Hospitals are increasingly becoming the target of cyber-attacks, with very serious repercussions on business continuity affecting patient. The ransomware attack on the Irish national health service in May 2021 with on-going impacts in early 2022 is a wake-up call for organisations in Europe to improve their cyber resilience and put patient safety first.
The workshop on 9 February 2022 brought together three European funded projects, CUREX, PANACEA, and SPHINX, to show how their solutions could be used not only to avoid similar attacks but also mitigate their impacts.
Co-organised and moderated by Stephanie Parker, Senior Research Analyst at Trust-IT Services, the workshop opened with a welcome from Dr Med Sabina Magalini, Senior Surgeon at Gemelli University Hospital and Coordinator of PANACEA, giving an overview of the drivers behind this joint event, highlighting the need to take action now on cybersecurity with the involvement of top management.
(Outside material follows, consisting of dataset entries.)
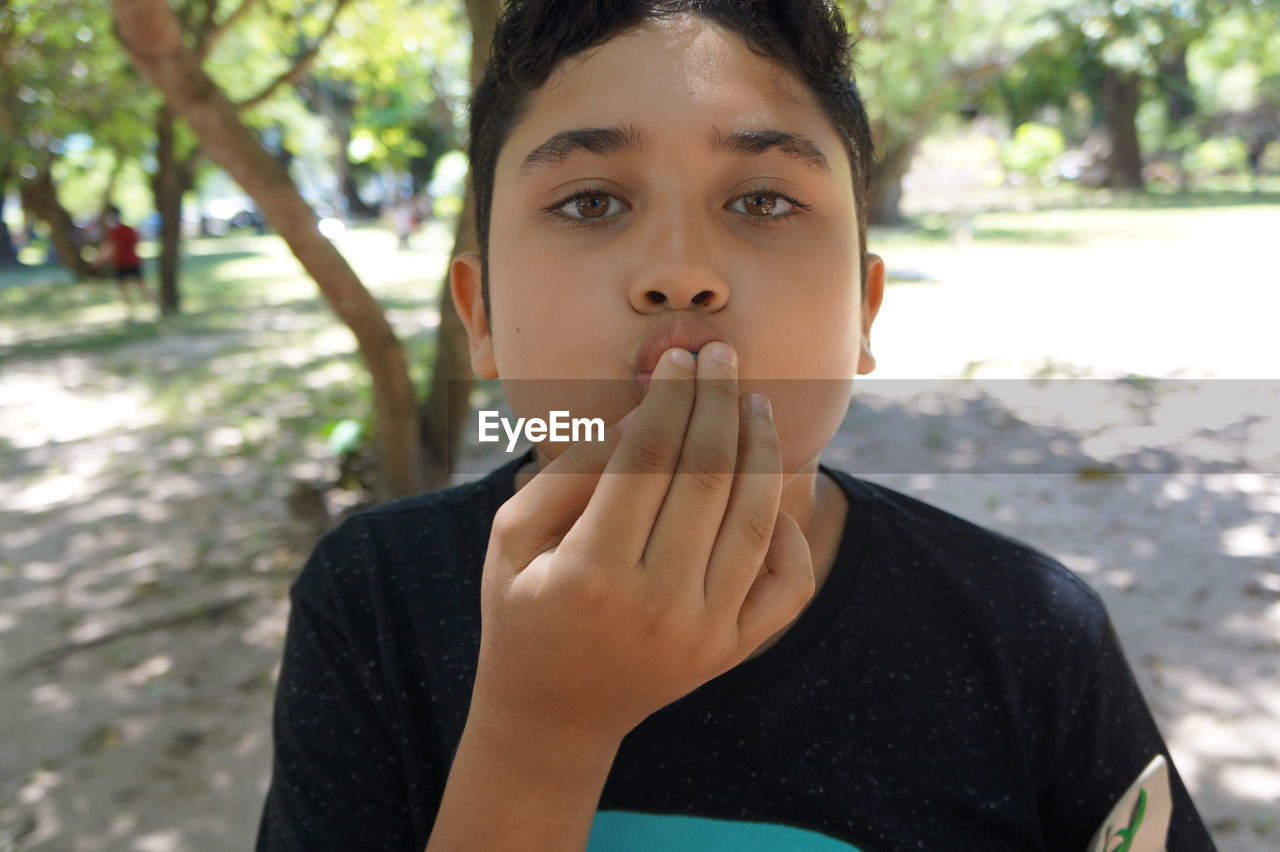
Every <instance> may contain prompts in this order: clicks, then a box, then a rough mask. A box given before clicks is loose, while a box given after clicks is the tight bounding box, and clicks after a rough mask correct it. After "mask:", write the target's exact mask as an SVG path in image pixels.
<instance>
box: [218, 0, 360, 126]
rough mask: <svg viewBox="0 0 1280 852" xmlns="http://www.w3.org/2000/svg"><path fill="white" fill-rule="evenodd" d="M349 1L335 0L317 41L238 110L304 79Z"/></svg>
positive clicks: (242, 102) (240, 103) (246, 106)
mask: <svg viewBox="0 0 1280 852" xmlns="http://www.w3.org/2000/svg"><path fill="white" fill-rule="evenodd" d="M246 1H248V0H246ZM347 3H348V0H334V4H333V12H330V13H329V20H326V22H325V26H324V29H323V31H321V32H320V35H319V36H317V37H316V40H315V42H314V43H312V45H311V46H310V47H307V49H306V50H303V51H302V52H301V54H298V56H297V58H296V59H294V60H293V65H292V67H291V68H289V69H288V70H285V72H284V73H283V74H280V75H279V77H276V78H275V79H274V81H271V82H270V83H268V84H266V87H265V88H264V90H262V91H261V92H259V93H257V95H255V96H252V97H250V99H248V100H244V101H241V102H239V104H237V105H236V109H237V110H247V109H252V107H253V106H257V105H259V104H261V102H262V101H265V100H266V99H269V97H270V96H271V95H274V93H275V91H276V90H278V88H280V87H282V86H284V84H285V83H296V82H297V81H300V79H302V75H303V74H306V73H307V69H308V68H310V67H311V63H312V61H314V60H315V58H316V54H319V52H320V46H321V45H324V41H325V38H328V37H329V33H332V32H333V27H334V24H335V23H337V20H338V13H340V12H342V10H343V8H344V6H346V5H347Z"/></svg>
Insights on the European Commission’s priorities for cybersecurity came from Dr. Reza Razavi, Sr. Research Programme Officer for EU Policies, Communications Networks, Content and Technology (DG CONNECT), including research and innovation to increase trust and security in the healthcare sector. According to Dr. Razavi “it is essential that people can trust the way in which health data is being accessed, can trust innovative digital solutions, and can embrace them without fear. Building trust involves security and data protection and has been of strategic importance for the European Commission already for many years”. He also outlined the new cyber security strategy, which is aimed at boosting cooperation, knowledge and capacity sharing at the European level.
A key feature of the event was a detailed account of the attack on the Health Executive Service, with insights coming from Peter Daly, COVID Project Manager and Helen Coughlan, Chief Technology Officer, highlighting its sheer scale across Ireland with 54 hospitals and over 4000 workstations and servers, which were brought down by the attack, affecting public health services, from primary care, ambulance services to lab tests, among others.
Resilience comes not only from cybersecurity capabilities but also from strong leadership at the very top in implementing effective strategies and allocating sufficient budget. The talk also stressed the importance of balancing services and regulations, measures for critical situations, as well as continuously raising awareness of the risks across the organisation.
Taking cue from the HSE ransomware attack, Pasquale Mari, Deputy Coordinator of PANACEA, presented a joint catalogue on how CUREX, PANACEA and SPHINX could have been used to prepare HSE staff and avoid the attack while mitigating its impacts. The catalogue is grouped around diverse functions, like data sharing and access controls, evaluation, validation, certification, knowledge collection and system monitoring, training and awareness, where the tools can be used in standalone or as combined solutions.
The three project coordinators then took the floor for a deep dive into their specific solutions: Christos Xenakis, Professor at University of Piraeus (CUREX), Christos Ntanos, Senior Researcher, National Technical University of Athens (SPHINX) and Sabina Magalini (PANACEA), explaining how the solutions can be used to avoid or minimise the impacts of similar attacks and ensure continued care within healthcare organisations as critical for patient wellbeing.
CUREX, PANACEA and SPHINX tools
The last speaker of the workshop was Maria Papaphilippou, Cybersecurity Officer at the European Union Agency for Cybersecurity (ENISA), giving expert knowledge on cybersecurity in healthcare and highlighting dedicated reports and best-practice guidelines produced by the agency. Her talk spotlighted the NIS directive, the network and information security directive, used to introduce the baseline cybersecurity requirements of essential services relying on information and communication technologies, as well as the Medical Devices Regulation (MDR), which defines the safety, security and IT security requirements, and introduces novelties relating to cybersecurity.
With an excellent mix of participants from healthcare, cybersecurity agencies, government, academia and research, the workshop preparations included polling at registration time to gain insights into critical factors for cybersecurity from the audience. The same poll was repeated at the end of the event to see how new insights affected priority ranking, showing that it had been effective in conveying a greater need for top management support than had previously been thought.
The graphs below show the main findings and takeaways from the short survey and the participants’ geographical distribution:
The workshop wrapped up with a panel discussion on the main takeaways and calls to actions. Chief among these, the common perception that cybersecurity is only an IT issue but that it should be organisation-wide involving all relevant processes, procedures and policies. Increasing the number of dedicated trainings, organisational structures and investments in cybersecurity are all equally important in the fight against cybercrime, deploying the right resources, skills, and competences and leveraging new solutions from research and innovation as exemplified by the three hosting projects: CUREX, PANACEA and SPHINX.